Other corporate leaders fear a “wokelash” from rightwing activists who accuse them of supporting liberal social causes. As regulators pursue “greenwashing” by companies that hyped their climate claims, executives wonder whether “greenhushing” — staying quiet about their environmental efforts — is the wiser approach.
Away from the noisy campaigns, though, debate is shifting to whether chief executives have taken on too many polarising issues on which they lack legitimacy. Academics, lawyers and consultants are pitching roadmaps for how to navigate an increasingly split political environment with less risk of pushback.
The risks of “corporate entanglement” in politics are such that business leaders should “default to non-involvement” on most political issues, said one recent paper from the BCG Henderson Institute think-tank.
If they cannot avoid taking sides, they should explain the principles guiding their decisions and let employees or regulators vet their actions, it said.

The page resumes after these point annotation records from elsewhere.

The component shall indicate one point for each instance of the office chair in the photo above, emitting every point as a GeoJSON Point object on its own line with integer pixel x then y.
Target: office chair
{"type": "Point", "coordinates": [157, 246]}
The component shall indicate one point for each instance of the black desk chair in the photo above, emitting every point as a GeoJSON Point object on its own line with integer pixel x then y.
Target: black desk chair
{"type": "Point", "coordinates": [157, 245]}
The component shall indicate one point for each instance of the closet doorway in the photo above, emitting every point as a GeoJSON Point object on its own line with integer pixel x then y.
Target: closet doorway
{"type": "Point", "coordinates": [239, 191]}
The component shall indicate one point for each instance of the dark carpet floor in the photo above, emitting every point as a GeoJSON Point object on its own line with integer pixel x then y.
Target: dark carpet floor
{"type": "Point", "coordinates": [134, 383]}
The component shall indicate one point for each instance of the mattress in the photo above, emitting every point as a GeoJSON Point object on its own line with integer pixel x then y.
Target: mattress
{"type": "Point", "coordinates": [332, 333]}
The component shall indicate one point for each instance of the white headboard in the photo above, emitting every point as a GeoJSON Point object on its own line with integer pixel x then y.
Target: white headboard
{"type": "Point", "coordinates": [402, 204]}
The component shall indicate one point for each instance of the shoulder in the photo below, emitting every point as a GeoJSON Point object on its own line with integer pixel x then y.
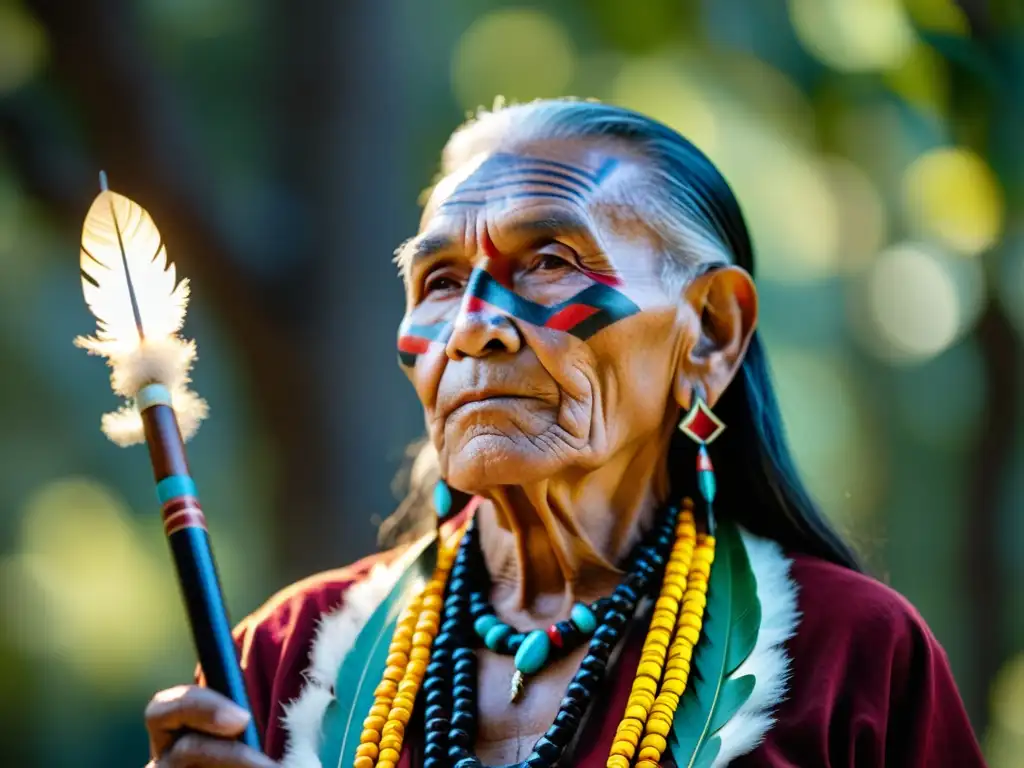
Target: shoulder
{"type": "Point", "coordinates": [303, 603]}
{"type": "Point", "coordinates": [839, 603]}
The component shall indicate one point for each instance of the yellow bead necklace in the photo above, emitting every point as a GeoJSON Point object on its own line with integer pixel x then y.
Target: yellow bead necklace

Leo Strine, the former chief justice of the Delaware Supreme Court, said that voters on the left and the right ask: “Who are CEOs to use other people’s money to advance their own idiosyncratic views of the good?”
He has urged companies to concentrate on policies supported by both left and right, such as paying a living wage, non-discriminatory hiring and avoiding harm to the environment. If a company must take a position on external public policy, he wrote, it should result from board deliberation, not the chief executive’s whim.
But the CEO activism Davos once celebrated may have peaked: in its place a more calculated approach to political engagement is taking shape, focused on the areas of most relevance to companies’ core constituents, not least investors.
That will not stop the CEO-statesmen from seeking the Davos stage. But next year they are likely to come armed with a much clearer explanation of the business case for straying into territory the politicians once claimed as their own.